Tagliatelle alle vongole
Recipes

Tagliatelle with clams

A first course with all the taste of the sea!

INGREDIENTS FOR 2 PEOPLE:

• 120g Tagliatelle ÙNICA® White Corn and Chickpeas LEGÙ®
• 400 g clams
• ½ glass white wine
• 4 tablespoons EVO oil
• 2 cloves of poached garlic
• thyme or parsley to taste
• pepper as needed

METHOD

Soak the clams in water and salt for at least half an hour. Wash them, drain them, pour them into a pan over high heat, with garlic and white wine. Let the alcohol evaporate for a couple of minutes, cover with a lid until the clams are completely open (about 3').

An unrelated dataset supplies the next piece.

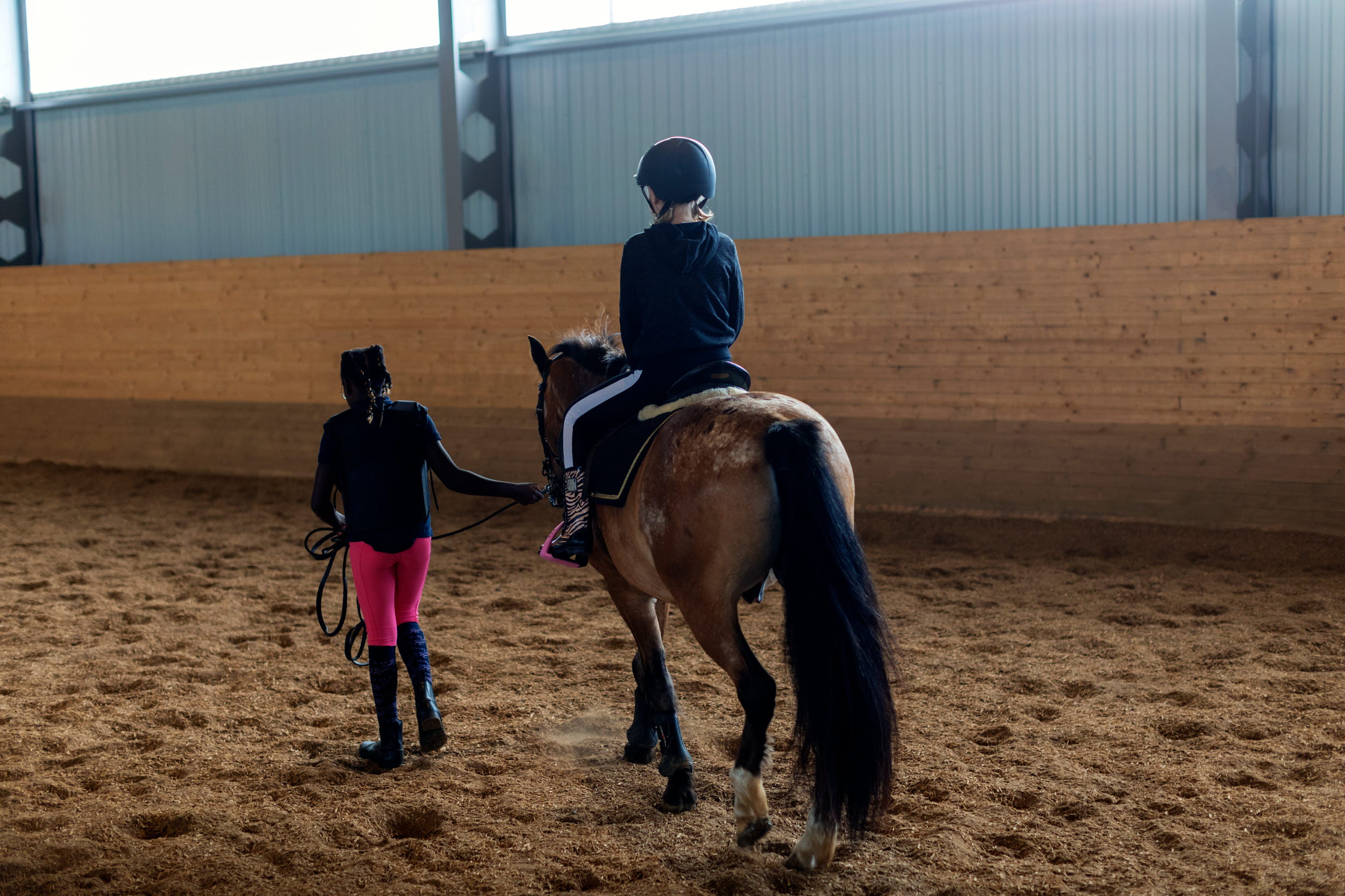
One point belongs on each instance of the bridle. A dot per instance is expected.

In the meantime, cook the Tagliatelle ÙNICA in plenty of boiling water for 3 minutes (do not add salt, they will help the clams add flavour). Drain the clams, taking care to recover the released cooking water (sauce), filter it and keep it aside. In a pan, brown the garlic with a little pepper in 2 tablespoons of oil over a low heat.

Add the cooked clams, the al dente pasta and the previously filtered water.
Let it absorb on low heat for a few minutes.
Serve hot with ground pepper and thyme or parsley.